Saturday afternoon. I am in the living room, watching David Oistrakh perform the Sibelius violin concerto on DVD. The music has swept me away, like it always does. “Mom, come here,” my son Jonathan shouts from the office.
“Can’t. I’m watching this performance. It’s important.”
“But I need you. Come here.”
This time I offer no reply. I’m at an electric place within the Sibelius, cerebrally and emotionally. Three days earlier, I’d played the concerto nonstop on the computer while I worked on three crucial scenes in my novel. The protagonist has reached her darkest hour, so to speak. She has a terrible argument with her beloved mentor, goes and does something unspeakable, then, two days later, plays her heart out in the finals of an international competition. She performs the Sibelius as if her life depended on it, and in a sense, it does. She’s a scrappy survivor type who doesn’t have a lot going for her except for the way she can play the violin.
Fourteen hours of this immersion—interspersed with only short, terse breaks—caused both story and music to merge and seep into every nook and cranny of my consciousness. A most draining experience to record. The next day I had an artistic hangover.

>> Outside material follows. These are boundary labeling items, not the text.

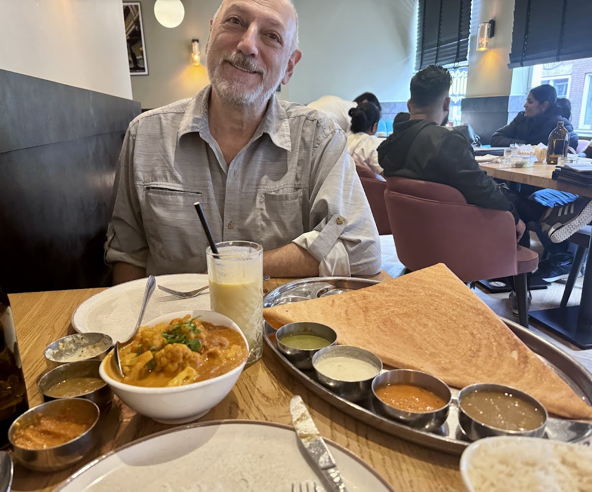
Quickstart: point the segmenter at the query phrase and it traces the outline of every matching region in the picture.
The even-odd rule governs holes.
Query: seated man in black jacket
[[[448,71],[437,65],[430,65],[411,79],[410,120],[394,124],[392,135],[378,148],[385,177],[447,184],[461,191],[470,205],[511,212],[517,238],[525,246],[529,245],[529,238],[523,221],[540,220],[551,241],[560,242],[592,219],[588,199],[578,198],[564,207],[544,207],[500,189],[481,171],[462,134],[440,126],[448,119],[452,82]]]

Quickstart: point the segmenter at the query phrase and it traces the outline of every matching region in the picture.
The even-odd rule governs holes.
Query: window
[[[461,101],[466,95],[466,74],[468,67],[459,66],[448,70],[452,76],[452,86],[450,88],[449,121],[455,126],[461,124]],[[590,91],[592,94],[592,91]]]
[[[471,0],[419,0],[416,70],[466,60]]]
[[[582,97],[582,110],[580,111],[580,127],[592,129],[592,74],[587,74]]]
[[[570,79],[571,75],[565,76],[543,77],[540,79],[541,84],[548,84],[555,88],[558,97],[570,97]]]
[[[592,133],[592,58],[554,62],[532,68],[529,88],[549,84],[571,103],[571,123],[581,135]]]

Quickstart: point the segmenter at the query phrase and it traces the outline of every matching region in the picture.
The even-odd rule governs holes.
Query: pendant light
[[[176,27],[185,17],[185,7],[181,0],[156,0],[154,15],[165,27]]]

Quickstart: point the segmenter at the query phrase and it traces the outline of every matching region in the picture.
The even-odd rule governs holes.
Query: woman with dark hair
[[[348,136],[349,155],[356,164],[370,168],[377,179],[384,181],[377,151],[381,140],[374,136],[380,111],[372,103],[362,103],[352,108],[349,116],[352,117],[352,134]]]
[[[519,113],[509,124],[496,132],[490,143],[494,147],[509,147],[512,143],[536,145],[540,142],[546,145],[557,122],[562,120],[570,134],[570,146],[575,149],[578,146],[577,133],[569,120],[562,116],[564,101],[559,105],[557,102],[557,92],[552,85],[543,84],[533,88],[528,93],[524,111]],[[571,104],[570,106],[571,108]]]

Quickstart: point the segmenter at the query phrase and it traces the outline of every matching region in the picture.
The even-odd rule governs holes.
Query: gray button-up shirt
[[[249,143],[227,164],[208,124],[208,86],[130,124],[115,176],[105,260],[147,274],[203,272],[207,239],[294,242],[321,275],[380,270],[378,231],[348,139],[333,120],[274,96]]]

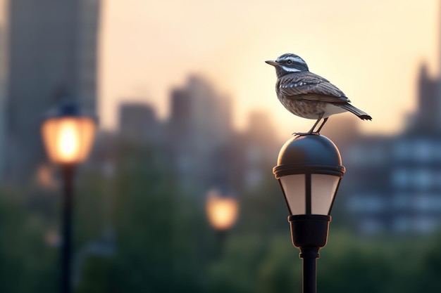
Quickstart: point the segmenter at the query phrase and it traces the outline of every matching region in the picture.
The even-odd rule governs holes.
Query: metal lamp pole
[[[61,167],[63,184],[61,293],[71,292],[72,216],[73,176],[75,167],[84,162],[92,145],[97,117],[80,111],[78,105],[64,101],[49,112],[42,124],[42,135],[49,159]]]
[[[287,141],[273,169],[290,212],[292,244],[303,259],[303,293],[317,292],[318,250],[326,245],[329,214],[344,171],[335,145],[316,134]]]
[[[61,245],[61,292],[70,293],[72,259],[72,214],[73,210],[73,174],[75,166],[61,167],[63,181],[63,245]]]

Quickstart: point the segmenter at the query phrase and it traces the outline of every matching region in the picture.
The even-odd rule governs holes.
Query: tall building
[[[7,6],[5,175],[23,181],[46,159],[39,123],[60,93],[96,110],[100,1],[9,0]]]
[[[163,144],[163,129],[154,110],[141,103],[125,103],[119,107],[119,135],[130,142],[150,145]]]
[[[210,189],[225,183],[225,148],[230,139],[229,99],[199,77],[171,93],[169,139],[182,188]]]

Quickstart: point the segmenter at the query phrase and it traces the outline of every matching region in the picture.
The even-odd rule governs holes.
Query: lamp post
[[[239,204],[233,197],[222,197],[213,189],[207,194],[205,208],[209,222],[218,233],[219,250],[222,251],[225,234],[237,219]]]
[[[63,181],[61,293],[70,292],[73,180],[75,167],[85,161],[94,138],[97,118],[82,112],[73,102],[61,103],[42,124],[49,159],[60,166]]]
[[[338,149],[325,136],[297,136],[282,147],[273,173],[290,216],[292,244],[303,259],[303,292],[316,292],[316,259],[326,245],[330,216],[344,173]]]

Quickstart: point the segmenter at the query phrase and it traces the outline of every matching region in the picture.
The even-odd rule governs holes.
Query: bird
[[[309,71],[306,63],[299,56],[285,53],[275,60],[265,61],[275,67],[275,92],[285,108],[303,118],[317,119],[307,133],[320,134],[330,116],[349,111],[363,120],[372,120],[367,113],[355,108],[349,99],[328,79]],[[318,129],[314,129],[323,119]]]

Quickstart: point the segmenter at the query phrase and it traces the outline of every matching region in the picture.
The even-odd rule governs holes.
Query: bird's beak
[[[275,66],[278,64],[277,61],[273,61],[271,60],[268,60],[268,61],[265,61],[266,63],[269,64],[270,65]]]

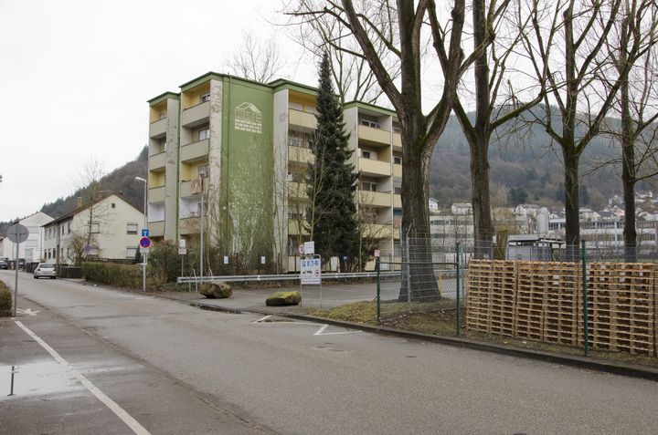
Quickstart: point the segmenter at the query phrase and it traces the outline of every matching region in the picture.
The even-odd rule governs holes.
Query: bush
[[[12,293],[5,283],[0,281],[0,316],[12,315]]]
[[[224,299],[233,295],[233,289],[223,281],[210,281],[201,285],[199,293],[208,299]]]
[[[82,264],[82,275],[87,281],[108,284],[117,287],[142,288],[142,267],[136,264],[88,262]],[[153,285],[152,280],[147,281]]]
[[[268,306],[296,306],[302,302],[299,292],[276,292],[265,300]]]

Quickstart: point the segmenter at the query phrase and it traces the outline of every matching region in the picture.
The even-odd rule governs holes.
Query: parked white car
[[[57,278],[57,272],[55,272],[55,266],[50,263],[39,263],[34,271],[34,278]]]

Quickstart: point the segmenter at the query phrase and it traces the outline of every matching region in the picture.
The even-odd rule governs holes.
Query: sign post
[[[7,229],[7,238],[10,242],[16,243],[16,257],[14,268],[16,269],[16,281],[14,282],[14,316],[16,317],[16,306],[18,306],[18,255],[19,247],[22,242],[27,240],[29,230],[17,222]]]
[[[142,291],[144,293],[146,292],[146,258],[151,247],[151,239],[148,237],[148,228],[143,228],[140,239],[140,252],[143,254],[142,255]]]

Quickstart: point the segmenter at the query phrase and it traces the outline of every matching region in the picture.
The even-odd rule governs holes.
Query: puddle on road
[[[0,366],[0,401],[27,396],[68,393],[82,388],[66,367],[53,360],[45,359],[16,366],[14,396],[9,396],[11,378],[12,367]]]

You’d think I’d have gotten my fill. Apparently not. Watching the David Oistrakh DVD on Saturday afternoon, I am sucked right back inside that intense place. But my son is insistent. It finally crosses his mind to get off his butt, leave the office, and come to the living room, where he can stare at me accusingly, hands on his hips. “I need help on the computer.”
“What is it?”
“Later.” David’s playing the adagio now. I’m so inside it, it hurts.
Jonathan’s face scrunches. He can’t wait. He will expire if he has to wait. I tell him, my eyes focused on the television, that I'll help after the movement is finished and not before. His shoulders collapse. Tears fill his eyes. “You love that music more than you love me,” he cries. Then he turns and runs down the hall. Cue for Mommy to leap up, follow him, gather him up in her arms and tell him no, that’s not possible, it’s only a dumb piece of music, how could she love anyone or anything more than her son?
I don’t rise to the bait. I don’t leave the Sibelius. I can’t. My son will never understand this. Even I have trouble understanding this lion inside me. I hear him stomp into the office and slam the door and I sit there, inside the Sibelius, in this frozen state—but not frozen, because my heart’s on fire. Or my soul. One of those intense places. The music has gripped me. I would let dinner on the stove burn at moments like this. I would ignore a ringing phone, a shout from my husband, a fire alarm.
Only the music matters. This message springs up inside me from a place beyond ego, beyond words and justifications, beyond even guilt. It feels timeless and pure. Right then, music has elevated me far above the grind of daily life. It feels more important, certainly more significant, than life. One man, one piece of music from his head—how is it a mere nugget of mortal sensory stimulation can expand to feel bigger than even the night sky? And how can I listen to this concerto hundreds of times and still get sucked up into its wintery, haunting intensity within seconds? Maybe even more so, after our fourteen-hour marathon together.
What did it feel like to be Sibelius, composing this, all that fire in his heart? Or how about when a soloist performs it, immersed in the spirit of the music -- or does that not happen? When I performed onstage as a ballet dancer, a performance rarely swept me away. I was too busy focusing on technique and presentation, responding to cues from audience, stage surface, my body, the lights in my eye, the other dancers. I’d get flashes of transcendence from time to time, but not much more.
What is it like to perform the Sibelius? I’d love to hear your comments, or even simply your experiences as a listener. Does this, or any other piece, haunt you eternally?